In general, landmark processing begins by analyzing the audio signal 106 into several broad frequency bands. First, an energy waveform is constructed in each of the bands. Then the rate of rise (or fall) of the energy is computed, and peaks in the rate are detected. These peaks therefore represent times of abrupt spectral change in the bands. In addition, a periodicity detection algorithm may provide information regarding laryngeal vibration. This is referred to variously in literature as vocal fold vibration, glottal vibration, phonation, or voicing.
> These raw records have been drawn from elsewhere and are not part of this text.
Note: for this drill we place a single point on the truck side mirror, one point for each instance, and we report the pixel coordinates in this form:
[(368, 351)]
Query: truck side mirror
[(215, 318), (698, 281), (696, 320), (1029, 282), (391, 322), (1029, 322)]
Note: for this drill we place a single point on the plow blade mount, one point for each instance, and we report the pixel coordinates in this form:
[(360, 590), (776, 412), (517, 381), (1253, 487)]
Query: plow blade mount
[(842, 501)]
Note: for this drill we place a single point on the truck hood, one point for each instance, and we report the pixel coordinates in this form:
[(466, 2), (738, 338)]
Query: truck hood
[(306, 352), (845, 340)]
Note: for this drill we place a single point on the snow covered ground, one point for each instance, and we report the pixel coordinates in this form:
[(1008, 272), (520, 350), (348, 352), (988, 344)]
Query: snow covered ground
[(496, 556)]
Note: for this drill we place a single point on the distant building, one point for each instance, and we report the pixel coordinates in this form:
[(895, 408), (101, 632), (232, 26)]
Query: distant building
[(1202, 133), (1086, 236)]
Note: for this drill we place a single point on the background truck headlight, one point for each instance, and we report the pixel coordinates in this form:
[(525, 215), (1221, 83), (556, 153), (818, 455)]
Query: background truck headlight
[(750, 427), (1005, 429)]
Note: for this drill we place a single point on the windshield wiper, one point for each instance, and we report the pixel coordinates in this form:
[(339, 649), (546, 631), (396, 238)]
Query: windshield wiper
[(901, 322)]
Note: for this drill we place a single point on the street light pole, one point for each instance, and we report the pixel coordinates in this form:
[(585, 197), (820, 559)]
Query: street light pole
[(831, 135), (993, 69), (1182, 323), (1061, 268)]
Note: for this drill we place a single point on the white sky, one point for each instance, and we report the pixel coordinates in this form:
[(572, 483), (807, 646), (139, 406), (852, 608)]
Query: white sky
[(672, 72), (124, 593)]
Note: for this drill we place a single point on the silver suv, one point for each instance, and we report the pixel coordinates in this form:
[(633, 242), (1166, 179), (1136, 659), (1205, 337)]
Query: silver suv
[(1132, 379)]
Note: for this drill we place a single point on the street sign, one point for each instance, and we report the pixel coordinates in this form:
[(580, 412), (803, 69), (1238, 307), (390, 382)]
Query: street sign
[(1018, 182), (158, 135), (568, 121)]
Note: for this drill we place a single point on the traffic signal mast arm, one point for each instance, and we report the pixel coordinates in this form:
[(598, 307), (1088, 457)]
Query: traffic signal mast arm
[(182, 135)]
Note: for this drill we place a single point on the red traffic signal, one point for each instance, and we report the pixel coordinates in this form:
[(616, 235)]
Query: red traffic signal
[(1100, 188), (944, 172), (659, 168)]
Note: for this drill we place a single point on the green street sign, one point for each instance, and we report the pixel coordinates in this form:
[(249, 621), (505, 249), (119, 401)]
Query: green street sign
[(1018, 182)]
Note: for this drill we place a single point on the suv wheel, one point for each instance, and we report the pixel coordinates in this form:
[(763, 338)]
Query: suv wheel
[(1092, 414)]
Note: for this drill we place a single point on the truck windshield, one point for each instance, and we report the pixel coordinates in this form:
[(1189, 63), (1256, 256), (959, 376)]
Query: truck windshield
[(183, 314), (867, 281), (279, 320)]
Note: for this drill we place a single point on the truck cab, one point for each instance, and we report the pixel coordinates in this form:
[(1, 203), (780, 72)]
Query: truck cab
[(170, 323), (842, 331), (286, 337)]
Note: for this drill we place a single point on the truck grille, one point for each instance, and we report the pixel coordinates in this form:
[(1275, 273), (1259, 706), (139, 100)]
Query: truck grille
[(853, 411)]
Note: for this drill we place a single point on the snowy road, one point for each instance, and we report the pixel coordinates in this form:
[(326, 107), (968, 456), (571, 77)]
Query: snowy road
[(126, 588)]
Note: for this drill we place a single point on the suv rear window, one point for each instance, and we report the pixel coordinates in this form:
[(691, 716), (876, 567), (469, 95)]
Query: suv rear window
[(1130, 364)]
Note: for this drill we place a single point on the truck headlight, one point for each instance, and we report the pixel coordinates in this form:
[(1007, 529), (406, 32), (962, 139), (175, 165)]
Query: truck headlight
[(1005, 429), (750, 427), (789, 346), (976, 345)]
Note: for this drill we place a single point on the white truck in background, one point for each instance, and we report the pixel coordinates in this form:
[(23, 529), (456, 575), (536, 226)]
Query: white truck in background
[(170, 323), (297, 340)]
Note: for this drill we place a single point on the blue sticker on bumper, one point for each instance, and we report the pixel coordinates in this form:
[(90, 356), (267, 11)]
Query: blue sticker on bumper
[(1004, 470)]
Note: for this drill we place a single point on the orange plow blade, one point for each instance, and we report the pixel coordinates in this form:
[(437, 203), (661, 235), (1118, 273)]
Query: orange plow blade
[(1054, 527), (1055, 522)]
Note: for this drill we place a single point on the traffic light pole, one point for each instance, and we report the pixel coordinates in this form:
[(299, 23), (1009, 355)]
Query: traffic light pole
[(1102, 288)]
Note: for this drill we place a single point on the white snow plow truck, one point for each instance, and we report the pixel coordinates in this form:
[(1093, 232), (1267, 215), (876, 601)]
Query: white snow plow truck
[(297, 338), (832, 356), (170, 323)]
The next processing stage after detection of abrupt changes is to group them into landmarks. Large, abrupt energy increases or decreases that occur simultaneously across several of the bands are first noted, and then interpreted with respect to the timing of the voicing band. When too few bands show large, simultaneous changes in energy, the processor does not register a landmark. When all bands show large, simultaneous energy increases immediately before the onset of voicing, the processor identifies a +b (burst) landmark. When all bands show large, simultaneous energy increases during ongoing voicing, the processor identifies a +s (syllabic) landmark. Particular types of consonants in the signal can be identified as particular sets of simultaneous peaks in several bands. This is the way landmark analysis is used in speech recognition applications.
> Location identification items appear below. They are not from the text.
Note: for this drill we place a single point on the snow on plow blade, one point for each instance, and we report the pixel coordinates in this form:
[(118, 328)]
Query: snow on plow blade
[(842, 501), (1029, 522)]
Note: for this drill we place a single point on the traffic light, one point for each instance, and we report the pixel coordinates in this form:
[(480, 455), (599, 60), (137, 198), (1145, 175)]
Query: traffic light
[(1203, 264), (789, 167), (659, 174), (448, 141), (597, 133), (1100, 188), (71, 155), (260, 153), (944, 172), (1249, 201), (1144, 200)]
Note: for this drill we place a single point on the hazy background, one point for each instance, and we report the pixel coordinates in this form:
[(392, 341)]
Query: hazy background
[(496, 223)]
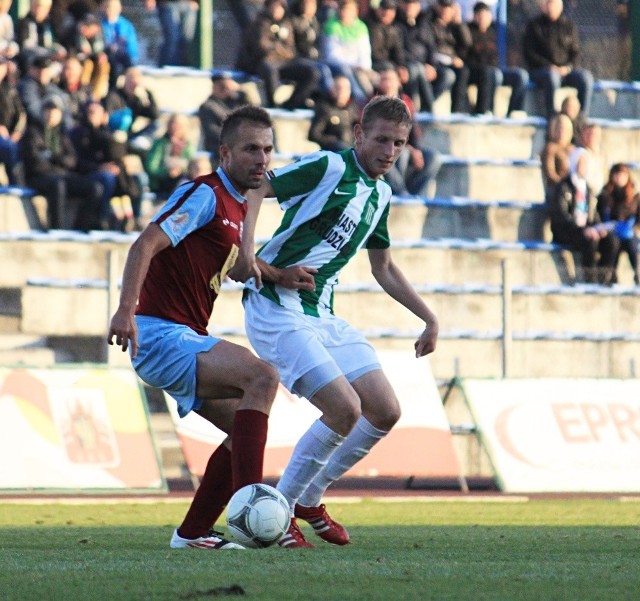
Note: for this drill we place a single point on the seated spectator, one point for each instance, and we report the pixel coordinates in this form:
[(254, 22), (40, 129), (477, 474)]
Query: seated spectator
[(226, 96), (428, 79), (120, 39), (36, 86), (551, 48), (88, 45), (346, 48), (8, 46), (619, 209), (135, 108), (178, 20), (482, 59), (416, 169), (575, 220), (452, 40), (268, 50), (334, 117), (556, 152), (13, 120), (35, 36), (50, 160), (100, 157), (167, 161)]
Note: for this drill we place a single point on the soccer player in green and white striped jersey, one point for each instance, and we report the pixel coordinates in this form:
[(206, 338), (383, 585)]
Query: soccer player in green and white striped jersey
[(335, 204)]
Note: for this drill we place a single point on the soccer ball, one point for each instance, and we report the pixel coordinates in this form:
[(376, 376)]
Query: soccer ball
[(258, 515)]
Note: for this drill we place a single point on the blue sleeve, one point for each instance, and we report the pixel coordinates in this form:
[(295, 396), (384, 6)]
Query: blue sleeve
[(186, 211)]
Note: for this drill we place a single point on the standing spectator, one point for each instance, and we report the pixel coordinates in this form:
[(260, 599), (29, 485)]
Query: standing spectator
[(120, 39), (452, 40), (9, 48), (416, 169), (268, 50), (13, 119), (50, 161), (556, 152), (167, 161), (619, 209), (346, 48), (178, 20), (428, 79), (334, 117), (135, 106), (225, 97), (551, 48), (573, 215), (482, 59)]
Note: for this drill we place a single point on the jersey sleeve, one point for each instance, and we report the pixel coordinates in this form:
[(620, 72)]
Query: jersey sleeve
[(379, 238), (189, 208), (293, 182)]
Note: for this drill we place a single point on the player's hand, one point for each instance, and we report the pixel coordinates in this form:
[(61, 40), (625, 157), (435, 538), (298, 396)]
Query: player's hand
[(427, 342), (298, 277), (123, 327)]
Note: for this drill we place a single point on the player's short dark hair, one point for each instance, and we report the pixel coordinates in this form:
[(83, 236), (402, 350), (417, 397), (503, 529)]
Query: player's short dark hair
[(254, 115), (387, 108)]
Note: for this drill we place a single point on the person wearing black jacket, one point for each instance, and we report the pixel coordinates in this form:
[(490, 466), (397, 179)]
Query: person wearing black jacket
[(50, 164), (551, 49)]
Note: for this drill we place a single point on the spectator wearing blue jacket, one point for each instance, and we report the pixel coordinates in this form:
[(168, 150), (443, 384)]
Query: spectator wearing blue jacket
[(120, 39)]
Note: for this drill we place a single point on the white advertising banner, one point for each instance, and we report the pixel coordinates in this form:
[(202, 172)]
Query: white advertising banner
[(559, 435), (420, 445)]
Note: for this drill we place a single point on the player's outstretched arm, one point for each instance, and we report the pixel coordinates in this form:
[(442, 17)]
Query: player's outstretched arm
[(123, 326), (396, 285)]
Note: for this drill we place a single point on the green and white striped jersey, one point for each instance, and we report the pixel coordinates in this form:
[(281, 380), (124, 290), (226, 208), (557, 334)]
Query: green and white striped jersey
[(332, 209)]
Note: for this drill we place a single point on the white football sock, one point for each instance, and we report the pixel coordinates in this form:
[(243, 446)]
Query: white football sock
[(309, 456), (356, 446)]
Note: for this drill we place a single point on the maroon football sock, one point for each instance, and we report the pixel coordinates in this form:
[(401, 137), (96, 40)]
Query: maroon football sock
[(248, 439), (211, 497)]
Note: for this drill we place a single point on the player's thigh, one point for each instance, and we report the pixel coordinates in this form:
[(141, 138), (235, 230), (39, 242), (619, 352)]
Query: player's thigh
[(229, 370), (379, 402)]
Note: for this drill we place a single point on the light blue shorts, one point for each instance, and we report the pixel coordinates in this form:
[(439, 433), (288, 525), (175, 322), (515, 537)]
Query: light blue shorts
[(167, 359), (308, 352)]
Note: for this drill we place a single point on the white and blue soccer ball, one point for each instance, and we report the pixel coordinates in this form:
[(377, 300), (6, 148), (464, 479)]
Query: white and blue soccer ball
[(258, 515)]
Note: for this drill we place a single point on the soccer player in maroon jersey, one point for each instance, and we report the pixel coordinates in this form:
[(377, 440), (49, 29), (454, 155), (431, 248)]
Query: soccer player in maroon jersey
[(172, 277)]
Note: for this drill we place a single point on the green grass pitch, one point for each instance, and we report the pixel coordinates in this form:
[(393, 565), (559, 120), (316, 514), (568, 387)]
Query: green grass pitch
[(509, 550)]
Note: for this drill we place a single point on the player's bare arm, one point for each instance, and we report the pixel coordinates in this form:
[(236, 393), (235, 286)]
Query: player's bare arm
[(396, 285), (123, 326)]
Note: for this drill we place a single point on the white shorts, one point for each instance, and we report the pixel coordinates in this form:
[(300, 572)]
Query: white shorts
[(308, 352)]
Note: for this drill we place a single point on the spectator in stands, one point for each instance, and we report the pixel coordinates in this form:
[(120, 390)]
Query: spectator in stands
[(482, 59), (13, 119), (100, 154), (36, 86), (71, 84), (619, 209), (555, 154), (268, 50), (428, 79), (167, 161), (135, 106), (226, 96), (571, 108), (574, 218), (346, 48), (88, 45), (551, 48), (416, 169), (50, 161), (120, 39), (8, 46), (452, 39), (178, 20), (334, 117), (35, 36)]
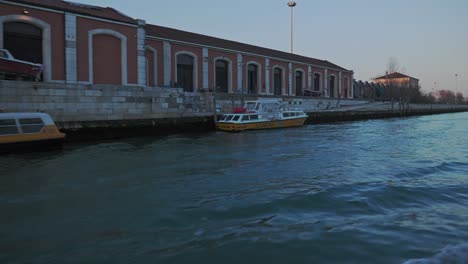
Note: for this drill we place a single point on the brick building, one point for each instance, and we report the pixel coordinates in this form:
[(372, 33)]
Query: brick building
[(85, 44)]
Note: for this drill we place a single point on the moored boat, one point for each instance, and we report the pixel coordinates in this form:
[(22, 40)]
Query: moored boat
[(28, 130), (261, 114)]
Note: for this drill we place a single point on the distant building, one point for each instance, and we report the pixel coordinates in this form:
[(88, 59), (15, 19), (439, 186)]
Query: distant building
[(397, 79)]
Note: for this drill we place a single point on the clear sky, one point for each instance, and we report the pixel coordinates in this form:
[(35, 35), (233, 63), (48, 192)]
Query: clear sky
[(428, 37)]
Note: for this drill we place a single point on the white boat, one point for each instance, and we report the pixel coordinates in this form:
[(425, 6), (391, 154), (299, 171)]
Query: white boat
[(261, 114), (27, 130)]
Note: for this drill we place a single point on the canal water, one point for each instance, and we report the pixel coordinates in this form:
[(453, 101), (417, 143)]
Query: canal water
[(379, 191)]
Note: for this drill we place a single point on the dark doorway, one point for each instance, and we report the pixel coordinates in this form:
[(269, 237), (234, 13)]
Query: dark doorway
[(346, 89), (299, 77), (221, 76), (332, 86), (107, 60), (23, 40), (252, 78), (185, 72), (277, 80)]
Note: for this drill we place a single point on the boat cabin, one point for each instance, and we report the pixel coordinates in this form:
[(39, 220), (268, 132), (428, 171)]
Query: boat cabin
[(27, 128)]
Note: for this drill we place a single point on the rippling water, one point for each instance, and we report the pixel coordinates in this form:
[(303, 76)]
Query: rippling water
[(384, 191)]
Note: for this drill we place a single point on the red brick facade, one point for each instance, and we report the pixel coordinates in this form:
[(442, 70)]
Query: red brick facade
[(103, 46)]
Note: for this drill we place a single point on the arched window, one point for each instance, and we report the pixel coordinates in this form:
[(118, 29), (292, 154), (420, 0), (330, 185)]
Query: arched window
[(278, 80), (331, 86), (252, 78), (185, 72), (151, 56), (299, 82), (346, 91), (221, 76), (23, 40), (317, 82)]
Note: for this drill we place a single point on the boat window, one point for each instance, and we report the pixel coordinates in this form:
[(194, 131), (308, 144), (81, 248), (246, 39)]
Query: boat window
[(8, 127), (31, 125), (250, 106)]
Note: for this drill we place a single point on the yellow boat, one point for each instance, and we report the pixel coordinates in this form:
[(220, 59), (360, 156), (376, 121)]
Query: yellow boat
[(27, 130), (261, 114)]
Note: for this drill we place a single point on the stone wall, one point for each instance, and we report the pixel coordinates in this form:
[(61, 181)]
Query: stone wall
[(80, 103), (76, 107)]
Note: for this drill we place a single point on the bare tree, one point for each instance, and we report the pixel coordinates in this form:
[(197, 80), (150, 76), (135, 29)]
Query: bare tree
[(393, 65)]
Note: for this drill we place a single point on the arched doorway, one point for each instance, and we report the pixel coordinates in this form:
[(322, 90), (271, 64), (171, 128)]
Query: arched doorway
[(317, 81), (151, 67), (185, 69), (221, 76), (278, 81), (331, 86), (24, 41), (299, 80), (346, 89), (252, 78)]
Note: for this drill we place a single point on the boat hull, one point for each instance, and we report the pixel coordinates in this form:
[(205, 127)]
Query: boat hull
[(48, 137), (267, 124)]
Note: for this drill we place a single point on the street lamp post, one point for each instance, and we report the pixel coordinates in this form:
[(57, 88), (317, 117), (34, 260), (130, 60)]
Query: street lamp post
[(456, 88), (292, 4)]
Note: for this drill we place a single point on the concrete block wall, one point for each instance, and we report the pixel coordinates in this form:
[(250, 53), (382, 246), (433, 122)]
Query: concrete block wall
[(73, 103)]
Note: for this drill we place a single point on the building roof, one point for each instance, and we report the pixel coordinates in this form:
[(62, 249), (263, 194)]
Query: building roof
[(184, 36), (82, 9), (394, 75)]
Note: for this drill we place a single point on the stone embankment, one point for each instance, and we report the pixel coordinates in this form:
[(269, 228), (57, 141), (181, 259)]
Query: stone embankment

Because it detects only changes in the acoustic signal, the Landmark system makes no overt reference to particular sound sequences, words, or sentences. For example, the words “aah,” “bah,” “bat,” and “batch” would have the same representation in landmark clusters as the words “ooh,” “go,” “grit,” and “that's,” respectively. Note that syllables of the same duration may have different numbers of landmarks.
The output of the initial landmark processing is a table indicating the number of times a particular syllabic cluster type occurred in the speech sample. The landmark processing system may also categorize the number of utterances, e.g., into groups of syllable clusters separated by approximately 350 ms of silence.
The physiological state identifier 108 may identify any of a variety of physiological states. For example, the physiological state identifier 108 may identify an estimate of the amount of time the speaker 102 has been without sleep (step 208). As yet another example, the physiological state identifier 108 may identify an estimate of whether the person 102 is in a fatigued state.
Although the physiological state identifier 108 may identify features (such as articulatory patterns 112) of speech represented by the audio signal 106, the physiological state identifier 108 need not perform speech recognition on the audio signal 106. Rather, the physiological state identifier 108 may, for example, identify the articulatory patterns 112 represented by the audio signal 106 without performing speech recognition on the audio signal 106. The physiological state identifier 108 may produce the physiological state estimate 114 based on the articulatory patterns 112, rather than on text or other data of the kind typically produced by an automatic speech recognizer.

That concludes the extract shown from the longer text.